Top Foreign Holders of US Securities
US treasury securities are widely considered a relatively stable repository of value, although the sheer magnitude of outstanding US treasuries indicates an unhealthy level national debt — particularly when much of it represents entitlement spending. And yet, even the very low yield on US treasuries does not prevent international holders from treating this form of debt as if it were a true repository of value. This paradoxical valuation of US treasury debt by foreign holders is a reflection of both the real productivity of the US economy, and the much vaster latent productivity that is possible for a nation that possesses the underlying fundamentals of the land, population, and infrastructure currently being stifled by unwise US governmental policies.

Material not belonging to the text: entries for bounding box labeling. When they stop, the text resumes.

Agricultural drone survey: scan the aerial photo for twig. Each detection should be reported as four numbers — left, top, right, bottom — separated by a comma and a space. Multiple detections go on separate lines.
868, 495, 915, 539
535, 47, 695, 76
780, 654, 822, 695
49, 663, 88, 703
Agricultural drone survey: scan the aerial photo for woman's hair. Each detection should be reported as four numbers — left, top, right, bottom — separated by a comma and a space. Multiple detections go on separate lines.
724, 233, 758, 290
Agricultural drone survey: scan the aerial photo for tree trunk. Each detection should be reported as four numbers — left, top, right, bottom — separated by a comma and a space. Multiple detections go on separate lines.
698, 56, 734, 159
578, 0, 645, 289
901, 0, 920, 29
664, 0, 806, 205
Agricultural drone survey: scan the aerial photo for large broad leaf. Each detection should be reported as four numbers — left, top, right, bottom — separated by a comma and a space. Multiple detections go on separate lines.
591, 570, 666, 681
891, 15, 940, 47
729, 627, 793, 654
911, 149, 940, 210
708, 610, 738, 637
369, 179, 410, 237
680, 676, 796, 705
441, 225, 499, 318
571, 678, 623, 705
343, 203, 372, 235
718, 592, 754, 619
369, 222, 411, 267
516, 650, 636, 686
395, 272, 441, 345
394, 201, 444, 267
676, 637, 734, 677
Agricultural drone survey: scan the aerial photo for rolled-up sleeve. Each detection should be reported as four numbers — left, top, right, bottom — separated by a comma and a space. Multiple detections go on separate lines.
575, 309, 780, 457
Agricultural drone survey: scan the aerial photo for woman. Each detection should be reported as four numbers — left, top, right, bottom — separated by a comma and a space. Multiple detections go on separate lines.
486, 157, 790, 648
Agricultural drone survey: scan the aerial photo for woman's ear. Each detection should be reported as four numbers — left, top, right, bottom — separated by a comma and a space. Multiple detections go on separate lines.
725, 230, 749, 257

Find more statistics at Statista
Few modern thinkers, writers, and intellectuals understand the meaning of the saying: “The government is not the country.” Once more people understand what that sentence means, we are apt to see the creation of more Dangerous Children — self-reliant people who think and provide for themselves, rather than joining the mindless herd of government dependents. That would be a huge threat to the powers that be.
Crushing Cost of Bad Regulation
The cost of Obama’s massive overburden of new regulations have barely begun to be felt. Expect a strong anti-regulatory counter-surge of private interests from the mom and pop level all the way up to multinationals, as the business killing effects of bad regulation become more widely known.
China’s Debt Bubble Building
A great scam if you can pull it off. Eventually a day of reckoning comes.
Gloomy Prospects in Russia
Given the facts, one must be a total fool or completely corrupt to admire Putin today.